Multiple sources familiar with the ongoing talks confirmed to CBS News Tuesday evening that Johnson has put forward a new offer that would potentially involve passage of a short-term bill, known as a continuing resolution, that would fund the government through March 8 and March 22.

The proposal, which could be part of a broader agreement, is still under discussion and nothing has been finalized, according to two sources.

"Any CR would be part of a larger agreement to finish a number of appropriations bills, ensuring adequate time for drafting text and for members to review prior to casting votes," a spokesperson for Johnson told CBS News.

If such a CR were to pass, it would mark the fourth short-term spending deal Congress has reached since September.

Without a measure to fund the government or extend current funding levels on the first four of 12 spending bills, a partial shutdown would begin Saturday at 12 a.m., impacting parts of the federal government from the Department of Veterans Affairs to the Food and Drug Administration.

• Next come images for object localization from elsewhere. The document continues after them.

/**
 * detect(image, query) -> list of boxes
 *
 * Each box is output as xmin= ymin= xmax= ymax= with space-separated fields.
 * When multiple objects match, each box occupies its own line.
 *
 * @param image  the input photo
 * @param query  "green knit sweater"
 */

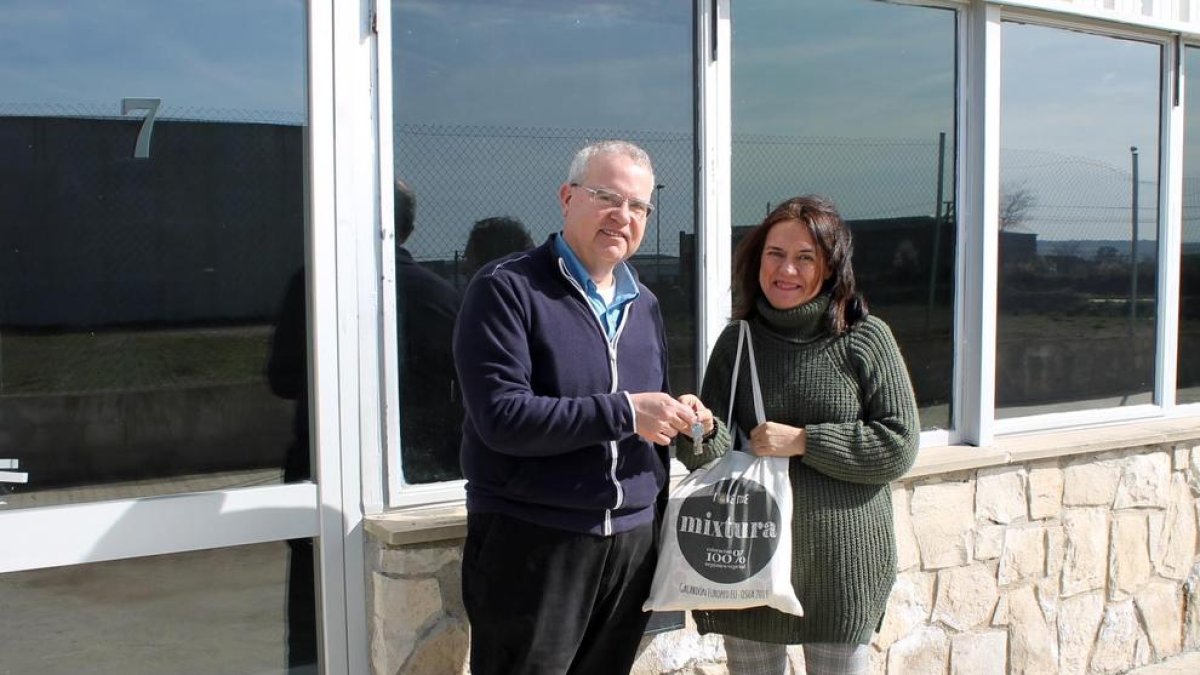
xmin=680 ymin=293 xmax=919 ymax=645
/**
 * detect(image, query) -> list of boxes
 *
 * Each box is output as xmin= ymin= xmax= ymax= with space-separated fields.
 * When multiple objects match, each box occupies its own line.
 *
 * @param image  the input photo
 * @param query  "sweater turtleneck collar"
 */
xmin=755 ymin=292 xmax=830 ymax=342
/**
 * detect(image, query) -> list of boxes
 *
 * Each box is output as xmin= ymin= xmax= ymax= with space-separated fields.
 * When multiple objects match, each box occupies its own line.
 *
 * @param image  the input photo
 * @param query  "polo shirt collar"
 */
xmin=552 ymin=232 xmax=640 ymax=304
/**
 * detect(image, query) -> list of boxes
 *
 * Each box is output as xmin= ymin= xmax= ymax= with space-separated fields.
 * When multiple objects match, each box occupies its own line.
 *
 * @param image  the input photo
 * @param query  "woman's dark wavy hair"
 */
xmin=731 ymin=194 xmax=867 ymax=335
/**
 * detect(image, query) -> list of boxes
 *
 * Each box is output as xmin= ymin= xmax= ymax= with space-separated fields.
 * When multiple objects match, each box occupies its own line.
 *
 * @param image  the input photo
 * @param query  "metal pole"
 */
xmin=655 ymin=184 xmax=664 ymax=285
xmin=1130 ymin=146 xmax=1139 ymax=332
xmin=926 ymin=131 xmax=947 ymax=336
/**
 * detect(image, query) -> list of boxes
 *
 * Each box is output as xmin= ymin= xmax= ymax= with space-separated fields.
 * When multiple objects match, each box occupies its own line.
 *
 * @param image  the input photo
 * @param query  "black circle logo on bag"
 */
xmin=676 ymin=476 xmax=782 ymax=583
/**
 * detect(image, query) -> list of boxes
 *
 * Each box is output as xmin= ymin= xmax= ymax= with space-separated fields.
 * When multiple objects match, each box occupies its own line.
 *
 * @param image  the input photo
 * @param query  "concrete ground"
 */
xmin=1128 ymin=651 xmax=1200 ymax=674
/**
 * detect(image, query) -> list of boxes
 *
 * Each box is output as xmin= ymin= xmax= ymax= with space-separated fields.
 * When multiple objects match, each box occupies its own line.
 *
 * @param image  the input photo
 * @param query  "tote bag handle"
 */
xmin=726 ymin=320 xmax=765 ymax=432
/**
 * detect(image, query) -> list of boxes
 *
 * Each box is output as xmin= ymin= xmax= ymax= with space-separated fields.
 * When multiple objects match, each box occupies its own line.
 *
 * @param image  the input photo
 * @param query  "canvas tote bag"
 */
xmin=643 ymin=321 xmax=803 ymax=616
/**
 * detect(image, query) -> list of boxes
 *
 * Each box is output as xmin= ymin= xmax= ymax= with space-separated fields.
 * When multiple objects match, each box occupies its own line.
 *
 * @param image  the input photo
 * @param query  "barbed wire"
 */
xmin=399 ymin=123 xmax=690 ymax=142
xmin=0 ymin=102 xmax=305 ymax=126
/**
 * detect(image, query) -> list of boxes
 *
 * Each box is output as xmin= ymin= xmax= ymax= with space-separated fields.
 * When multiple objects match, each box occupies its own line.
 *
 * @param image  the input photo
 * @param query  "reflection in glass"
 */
xmin=0 ymin=1 xmax=310 ymax=506
xmin=998 ymin=23 xmax=1160 ymax=417
xmin=1180 ymin=47 xmax=1200 ymax=403
xmin=0 ymin=541 xmax=317 ymax=674
xmin=731 ymin=0 xmax=957 ymax=431
xmin=391 ymin=1 xmax=696 ymax=483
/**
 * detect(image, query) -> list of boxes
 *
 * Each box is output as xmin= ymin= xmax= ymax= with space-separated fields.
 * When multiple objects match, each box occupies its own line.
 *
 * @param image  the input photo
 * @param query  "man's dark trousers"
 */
xmin=462 ymin=511 xmax=657 ymax=675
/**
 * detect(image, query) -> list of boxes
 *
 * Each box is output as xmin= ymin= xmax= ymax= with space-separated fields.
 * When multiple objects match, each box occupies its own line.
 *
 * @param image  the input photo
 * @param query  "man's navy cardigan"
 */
xmin=452 ymin=235 xmax=672 ymax=536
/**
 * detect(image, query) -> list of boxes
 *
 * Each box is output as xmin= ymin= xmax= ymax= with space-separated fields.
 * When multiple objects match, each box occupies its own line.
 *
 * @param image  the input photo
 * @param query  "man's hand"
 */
xmin=629 ymin=392 xmax=700 ymax=445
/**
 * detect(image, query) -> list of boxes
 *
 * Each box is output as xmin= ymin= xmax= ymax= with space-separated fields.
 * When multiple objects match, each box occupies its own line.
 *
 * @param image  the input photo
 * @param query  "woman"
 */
xmin=681 ymin=195 xmax=919 ymax=674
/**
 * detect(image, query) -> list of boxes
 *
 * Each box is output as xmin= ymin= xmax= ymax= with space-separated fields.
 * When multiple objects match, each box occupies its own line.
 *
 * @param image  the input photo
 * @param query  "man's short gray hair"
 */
xmin=566 ymin=140 xmax=654 ymax=185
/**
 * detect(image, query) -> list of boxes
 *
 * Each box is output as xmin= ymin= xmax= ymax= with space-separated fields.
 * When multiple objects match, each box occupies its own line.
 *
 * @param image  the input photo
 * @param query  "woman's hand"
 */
xmin=677 ymin=394 xmax=715 ymax=438
xmin=748 ymin=421 xmax=806 ymax=457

A week later, the second deadline arrives, when the bulk of government funding is set to expire. That would impact the Department of Defense, Justice Department and other agencies.

President Biden and Vice President Kamala Harris meet with congressional leaders at the White House on Feb. 27, 2024. / Credit: Roberto Schmidt / Getty Images
President Biden and Vice President Kamala Harris meet with congressional leaders at the White House on Feb. 27, 2024. / Credit: Roberto Schmidt / Getty Images

Despite reaching an overarching agreement on topline numbers for government funding earlier this year, disagreements have remained in the funding effort. House conservatives have pushed for policy riders to be embedded within the funding legislation. Those policies are nonstarters for Democrats, complicating the path forward.

Although lawmakers have been aiming to approve all 12 spending bills to fund the government for fiscal year 2024, after already passing three stopgap measures to keep the government funded, another funding patch appears likely as the deadline draws near and the disagreements persist.

The supplemental funding package

The leaders also discussed passing a supplemental funding bill that would provide tens of billions of dollars in aid to U.S. allies and partners, including about $60 billion for Ukraine and $14.1 billion for Israel, along with around $9.2 billion for humanitarian assistance in Gaza. The Senate passed the legislation earlier this month on a bipartisan basis, but Johnson has so far blocked its path forward in the House, as the lower chamber mulls its own approach to the supplemental funding.

Schumer said the portion of the White House meeting on Ukraine funding was "one of the most intense I've ever encountered in my many meetings in the Oval Office." He said he and the other leaders pressed Johnson to bring up the supplemental bill in the House.

A group of Senate negotiators reached a border security agreement weeks ago that drew pushback from House Republicans, who argued it didn't go far enough. When the deal was eventually announced and quickly rejected by the GOP, the foreign aid package without border security was offered as an alternative.

After Monday's meeting, Johnson reiterated his position that the president should take executive action on immigration and said border security remains his priority.

"I was very clear with the president and all those in the room that the House is actively pursuing and investigating all the various options on [the supplemental bill], and we will address that in a timely manner," he said. "But again, the first priority of the country is our border and making sure it's secure."

Absent support from House leadership, lawmakers have explored a handful of avenues to get the foreign aid package to the floor of the lower chamber. One option is a discharge petition, a rarely successful legislative maneuver that allows a majority of members to bring a bill to the floor, bypassing leadership in the process. A group of House centrists also unveiled legislation earlier this month designed to get around the stalemate by providing foreign aid while enacting tougher border security measures.

Nikole Killion contributed to this report.